Tag Archives: cipika bookmate

Pendekatan Digital Indosat Ooredoo di Era Over The Top

Pasca layanan OTT (Over The Top) menjadi masif di kalangan pengguna perangkat komputasi, perusahaan telekomunikasi sebagai salah satu institusi terdampak harus menggerakkan strategi digital yang lebih inovatif dan agresif. Tak terkecuali bagi Indosat Ooredoo, perusahaan telekomunikasi terbesar kedua berkepemilikan 69,8 juta pengguna. Strategi e-commerce, mobile payment dan startup investment menjadi yang paling dominan terlihat dilakukan oleh Indosat saat ini.

Di e-commerce, platform Cipika dikembangkan sedemikian rupa. Dengan pengalaman pengembangan TokoOn pada tahun 2012, transformasi e-commerce Cipika bergerak gesit menyasar segmentasi yang lebih spesifik, seperti dihadirkannya model pembelian grosir melalui platform digital dihadirkan untuk menarik lebih banyak pengguna. Akses kemudahan dalam transaksi pembayaran juga digencarkan, seperti bekerja sama dengan Indormaret.

Selain e-commerce, tren di kalangan konsumen lain seperti digital wallet juga diikuti. Dengan layanan Dompetku, Indosat mencoba turut membudayakan generasi cashless memaksimalkan fungsionalitas mobile yang akrab di kalangan pengguna. Dari pemaparan Indosat, model bisnis berbasis telco & bank agnostic berhasil membawa pertumbuhan pesat di kalangan penikmat digital payment. Hingga bulan September tahun ini, pengguna aktif sudah mencapai lebih dari 4 juta, total transaksi mencapai Rp 5,5 triliun.

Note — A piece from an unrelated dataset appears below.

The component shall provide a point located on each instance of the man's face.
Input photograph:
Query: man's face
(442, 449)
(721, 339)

Menyasar consumer users di kategori lain, Cipika Bookmate hadir menyajikan koleksi buku internasional sebanyak lebih dari 500 ribu e-book dan 4000 e-book lokal. Dengan sistem pembayaran carrier billing atau potong pulsa, Indosat mencoba menawarkan kemudahan, kenyamanan dan keuntungan, bukan hanya untuk pengguna namun juga penerbit. Selain itu Cipika Play turut melengkapi portofolio produk digital yang memberikan kemudahan pengguna membeli barang di internet seperti fulltrack, voucher game online, voucher hotspot/internet dan lain-lain

Inovator lokal turut dinilai menjadi komponen penting yang perlu dirangkul, melalui berbagai program independen dan kemitraan, seperti Ideabox, Ideabox Ventures, dan SB-ISAT Fund. Indosat mencoba memberikan wadah kepada startup digital Indonesia untuk bernaung. Dengan potensi yang begitu besar dalam mengembangkan produk dan layanan digital consumer.

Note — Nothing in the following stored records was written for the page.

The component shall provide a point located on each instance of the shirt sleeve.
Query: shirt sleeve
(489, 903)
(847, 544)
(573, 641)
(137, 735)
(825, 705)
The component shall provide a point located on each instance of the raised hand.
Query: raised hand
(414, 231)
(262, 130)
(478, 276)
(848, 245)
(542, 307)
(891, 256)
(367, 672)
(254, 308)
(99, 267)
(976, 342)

E-commerce yang terfragmentasi, dan optimasi potensi dari cashless generation

Bertarung di pangsa pasar e-commerce Indonesia dipastikan harus memiliki energi besar dan pendekatan yang sangat kompleks. Fokus Indosat ke arah utilisasi layanan, untuk memaksimalkan penjualan produk telekomunikasi andalan. Misalnya untuk memberikan promo barang sebagai bentuk penjualan ekslusif atau bonus poin dalam penggunaan layanan telekomunikasi tertentu. Bertarung untuk brand awareness antar layanan e-commerce yang ada akan menjadi PR yang sangat menantang, tapi e-commerce dengan potensinya memang tak boleh ditinggalkan.

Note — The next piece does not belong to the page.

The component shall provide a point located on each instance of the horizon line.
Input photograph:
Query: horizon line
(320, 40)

Memaknai e-commerce sebagai bagian dari strategi digital dan transformasi Indosat, integrasi layanan dapat menjadi sebuah kunci. Kepemilikan jutaan pengguna perlu dipupuk dengan inovasi, untuk menghadirkan traksi yang meningkatkan kompetisi, baik secara vertikal dengan layanan lain, ataupun horisontal di lintas bisnis. Tahun 2017 Cipika harus terus dioptimalkan dengan cara-cara baru, menyelami tren digital society yang terus berkembang di pelosok negeri.

Untuk mendapatkan nominal yang besar, cashless generation dengan budaya konsumtifnya adalah sebuah peluang. Namun sebenarnya budaya digital wallet pun tampak belum terdefinisikan secara jelas. Apakah penggunaannya sudah sepenuhnya menggantikan transaksi cash, sebagai lifestyle (penggunaan tidak sebagai mode primer) ataupun lainnya.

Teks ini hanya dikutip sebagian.